Nel 2013 il Presidente cinese Xi Jinping inaugurò la “Belt and Road Initiative” (BRI), una vasta rete di progetti infrastrutturali interessante più di  60 Paesi. Ma il BRI esclude in gran parte l’Afghanistan, dato che per converso copre l’Asia centrale ed il Pakistan.

Questo forse sta per cambiare. La Cina ha costantemente accresciuto il proprio ruolo in Afghanistan negli ultimi anni, e un incipiente processo di pace fornisce qualche speranza che una certa stabilità potrebbe ritornare nel Paese, portando con sé la possibilità di più cospicui commerci ed investimenti.

Tale cambiamento è riportato in un importante nuovo rapporto sull’espansione del BRI in Afghanistan redatto dall’Organizzazione per gli Studi sulla Ricerca nel campo politico e sullo Sviluppo (DROPS), un centro di ricerca operante a Kabul.

Il progetto di ricerca durato 15 mesi ha raccolto una rilevante massa di materiale tratto da molteplici fonti, inclusi documenti governativi precedentemente classificati ed interviste con altolocati funzionari afgani, rendendo a tutt’oggi tale lavoro l’analisi di gran lunga più completa di quel che potrebbe essere il ruolo dell’Afghanistan nel BRI.

 “Guardando alla mappa del BRI, era apparso che esso stesse scavalcando l’Afghanistan” secondo quanto sostenuto da Mariam Safi, Direttore del DROPS e una degli autori del rapporto. “Così volevamo sapere se esiste una qualche riflessione in seno al governo afgano e tra coloro qui interessati al BRI in merito al potenziale coinvolgimento dell’Afghanistan.

L'Afghanistan dovrebbe inserirsi bene nel BRI. Il Paese patisce di serie carenze infrastrutturali, rendendolo dunque un candidato ideale agli investimenti cinesi.  Esso è anche il passaggio più breve tra l’Asia centrale e l’Asia del Sud, e tra la Cina ed il Medio Oriente, servendo altresì come una via di transito verso il Mare Arabico.

Ma il ruolo della Cina in Afghanistan nell’ultimo ventennio si è rivelato limitato. Non ha dato supporto militare alla guerra orchestrata dagli USA nel 2001, e Pechino si è astenuta finora dal tipo di massicci investimenti previsti a favore di altri Paesi vicini come il Pakistan ed il Kazakhstan.

Ma la sua impronta in chiave economica si è allargata. La Cina è la più importante fonte di investimenti in Afghanistan, ha impegnato volumi crescenti di aiuto a quel Paese e le società cinesi sono molto attive nelle infrastrutture civili.

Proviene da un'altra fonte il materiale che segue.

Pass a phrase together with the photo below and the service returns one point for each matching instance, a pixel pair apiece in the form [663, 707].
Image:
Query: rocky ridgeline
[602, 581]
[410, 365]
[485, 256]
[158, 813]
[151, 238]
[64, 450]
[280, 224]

Pechino ha altresì mostrato interesse verso l’abbondanza delle risorse naturali afgane, che comprendono vasti depositi di minerali essenziali come il litio (utilizzato per le batterie dei cellulari).

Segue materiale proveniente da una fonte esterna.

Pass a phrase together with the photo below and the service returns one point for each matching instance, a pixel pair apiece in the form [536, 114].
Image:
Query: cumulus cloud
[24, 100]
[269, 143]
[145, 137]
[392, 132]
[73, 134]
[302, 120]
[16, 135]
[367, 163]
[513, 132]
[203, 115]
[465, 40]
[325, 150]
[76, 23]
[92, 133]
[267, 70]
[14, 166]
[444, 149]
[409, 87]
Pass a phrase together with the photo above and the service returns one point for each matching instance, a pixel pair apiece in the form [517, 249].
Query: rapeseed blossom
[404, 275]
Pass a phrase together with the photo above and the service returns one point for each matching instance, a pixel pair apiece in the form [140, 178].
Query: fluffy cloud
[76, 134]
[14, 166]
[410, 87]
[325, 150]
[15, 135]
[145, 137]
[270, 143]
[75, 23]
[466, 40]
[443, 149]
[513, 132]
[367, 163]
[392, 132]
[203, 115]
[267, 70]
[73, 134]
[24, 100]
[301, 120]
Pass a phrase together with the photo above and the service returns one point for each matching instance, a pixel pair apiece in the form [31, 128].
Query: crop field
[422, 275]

Le carenze della rete logistica del Paese e la sua precaria situazione in termini di sicurezza rendono problematico procedere all’estrazione ed al trasporto di tali risorse. Ma la Cina ha comunque il piede sull’uscio della porta, se è vero che Pechino ha acquisito diritti sul petrolio del bacino dell’Amu Darya nelle regioni del nord nonché sull’imponente miniera di rame di Mes Aynak nei pressi di Kabul.

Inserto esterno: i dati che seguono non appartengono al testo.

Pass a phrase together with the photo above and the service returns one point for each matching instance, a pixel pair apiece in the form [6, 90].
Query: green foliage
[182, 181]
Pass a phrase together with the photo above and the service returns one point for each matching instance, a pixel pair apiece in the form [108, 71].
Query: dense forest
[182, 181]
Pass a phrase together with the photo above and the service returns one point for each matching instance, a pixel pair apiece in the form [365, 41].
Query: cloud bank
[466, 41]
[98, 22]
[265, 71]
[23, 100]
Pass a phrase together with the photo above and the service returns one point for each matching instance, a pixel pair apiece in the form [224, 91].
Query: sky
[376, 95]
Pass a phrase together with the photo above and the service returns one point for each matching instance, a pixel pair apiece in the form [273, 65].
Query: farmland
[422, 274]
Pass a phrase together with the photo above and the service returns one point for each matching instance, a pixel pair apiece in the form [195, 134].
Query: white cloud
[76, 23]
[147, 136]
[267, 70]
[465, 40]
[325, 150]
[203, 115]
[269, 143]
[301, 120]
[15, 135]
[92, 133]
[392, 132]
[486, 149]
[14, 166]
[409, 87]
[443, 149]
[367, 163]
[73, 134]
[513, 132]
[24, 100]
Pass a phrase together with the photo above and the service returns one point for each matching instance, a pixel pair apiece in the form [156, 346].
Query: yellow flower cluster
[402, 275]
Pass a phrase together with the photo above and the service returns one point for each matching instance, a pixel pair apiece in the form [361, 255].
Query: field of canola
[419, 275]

Inoltre Pechino ha intrapreso alcuni passi volti ad includere l’Afghanistan nel BRI. Nel 2016 Pechino e Kabul hanno firmato un Memorandum d’Intesa. La Cina ha impegnato finanziamenti per almeno $100 milioni. Peraltro questo è un ammontare modesto ove lo si confronti alle ingenti somme proposte per altri Paesi come il Pakistan. E a parere di Raffaello Pantucci, direttore del dipartimento sicurezza internazionale presso il Royal United Services Institute. “Noi non vediamo ancora grossi progetti decollare velocemente sul terreno”.

Ma v’è da registrare qualche progresso. Nel settembre 2016 ad esempio il primo diretto treno merci ha raggiunto Hairatan, città di frontiera afgana con la Cina. Un corridoio aereo collegante Kabul e la città cinese di Urumqi è stato inaugurato nell’ambito del BRI. In seguito nel maggio 2017 funzionari afgani hanno partecipato all’imponente Belt and Road Forum in Cina e nell’ottobre l’Afghanistan ha aderito alla Banca asiatica per gli investimenti nel comparto infrastrutturale, la quale finanzia i progetti del BRI.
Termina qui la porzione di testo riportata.